A la Biennale de Venise, elle revisite à son tour le mythe en l’assaisonnant à la sauce paritaire, à travers une œuvre monumentale qui occupe l’entièreté des 180 mètres carrés de l’espace dévolu au Liban. Dans sa relecture, Europe manipule Zeus : c’est elle qui opère le rapt et fait tournoyer sa proie avec ses pieds comme un ballon. Une façon de “pousser à l’extrême la déconstruction des stéréotypes de genre par l’inversion des rôles et des sexes”, souligne la curatrice Nada Ghandour.
Sous l’intitulé Danser avec son mythe, l’artiste déploie une installation multimédia constituée de 41 pièces – dessins, peintures, sculptures, broderies, vidéo –, scénographiée par Karim Bekdache.
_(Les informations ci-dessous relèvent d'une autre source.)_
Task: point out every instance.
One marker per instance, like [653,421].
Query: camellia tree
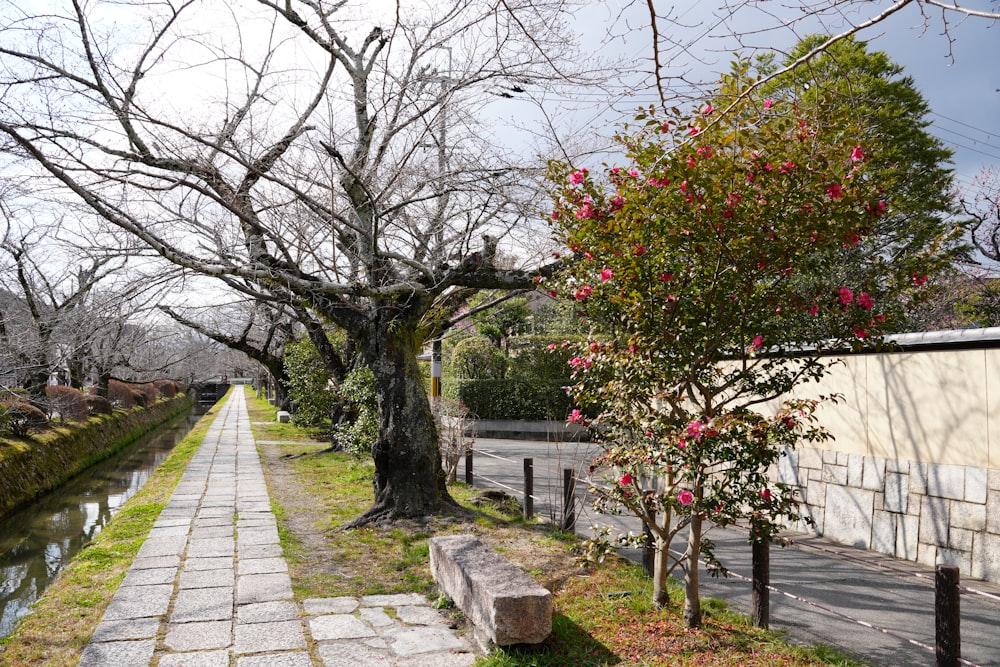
[713,265]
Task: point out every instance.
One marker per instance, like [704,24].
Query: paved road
[210,586]
[896,596]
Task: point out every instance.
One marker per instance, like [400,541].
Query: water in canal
[38,542]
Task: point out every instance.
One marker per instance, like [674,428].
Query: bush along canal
[38,541]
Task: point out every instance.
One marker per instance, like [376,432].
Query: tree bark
[409,480]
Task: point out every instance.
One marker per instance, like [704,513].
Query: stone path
[210,586]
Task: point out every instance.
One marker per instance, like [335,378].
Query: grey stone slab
[155,562]
[169,531]
[203,604]
[297,659]
[119,654]
[339,626]
[210,563]
[169,545]
[199,636]
[139,602]
[259,551]
[320,606]
[351,655]
[258,536]
[207,578]
[149,576]
[449,659]
[376,617]
[263,588]
[205,522]
[211,547]
[398,600]
[207,532]
[422,615]
[262,566]
[136,628]
[199,659]
[410,641]
[263,612]
[264,637]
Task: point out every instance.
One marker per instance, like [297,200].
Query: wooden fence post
[529,488]
[948,642]
[649,545]
[760,596]
[569,498]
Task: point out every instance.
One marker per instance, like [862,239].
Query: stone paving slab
[273,636]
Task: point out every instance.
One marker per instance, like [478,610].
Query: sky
[953,63]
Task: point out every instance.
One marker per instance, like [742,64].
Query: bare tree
[345,169]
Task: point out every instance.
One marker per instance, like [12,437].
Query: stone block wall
[924,512]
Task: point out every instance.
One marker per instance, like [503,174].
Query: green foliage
[718,265]
[310,390]
[511,398]
[357,436]
[506,319]
[20,418]
[475,358]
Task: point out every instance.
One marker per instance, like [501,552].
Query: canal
[39,541]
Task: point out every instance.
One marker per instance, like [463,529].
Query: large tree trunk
[409,479]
Elle s’articule autour d’un bateau sur le point de chavirer, pour la réalisation duquel Mounira Al Solh a collaboré avec l’un des derniers artisans libanais capables de construire une embarcation phénicienne. Complètement décloisonné, le parcours invite à une véritable immersion orchestrée par les rapports de force. D’un côté, les compositions picturales ou graphiques qui, en relatant le périple et les aspirations d’Europe, remettent en question les normes de genre et prônent la lutte pour la parité. De l’autre, une réunion de masques aux visages inquiétants, inspirés des amulettes phéniciennes, qui symbolisent le contrôle opéré par les hommes. Au centre du dispositif, sur la voile-écran de l’esquif, est projeté un film de douze minutes qui donne vie aux motifs, tous puisés dans l’histoire et l’art phéniciens, figurant sur les œuvres.
Dans cette réinterprétation de l’un de ces mythes antiques qui, le plus souvent, voient les figures féminines bien malmenées – tour à tour violées, assassinées ou répudiées –, c’est évidemment la société contemporaine qui est interrogée. Ces femmes qui, ici ou là et à des degrés divers, subissent un sort imposé, mais aussi la capacité de résilience de celles-ci, à l’instar d’Europe que Mounira Al Solh transforme en maîtresse de son destin, affranchie de toute contrainte sociale, libre de décider et d’engendrer en pleine conscience.
Pour la plasticienne, la mythologie héritée de la Phénicie sert aussi à désamorcer les catastrophes récentes qui se sont succédé dans son pays natal : “Dans ces moments d’adversité croissante, vous devez vous accrocher à des éléments profondément enracinés qui servent de piliers inébranlables.” Ce qui l’intéresse, au-delà de la beauté du mythe, c’est d’explorer “comment, pour les scientifiques, ces récits non prouvés renferment souvent plus de vérités que ceux scientifiquement prouvés“. Celui d’Europe est, pour l’artiste, l’occasion de questionner les notions d’exil, ces allers et retours incessants opérés par les Libanais comme par les Phéniciens avant eux, tout en bousculant, non sans humour, l’image victimaire associée à la femme.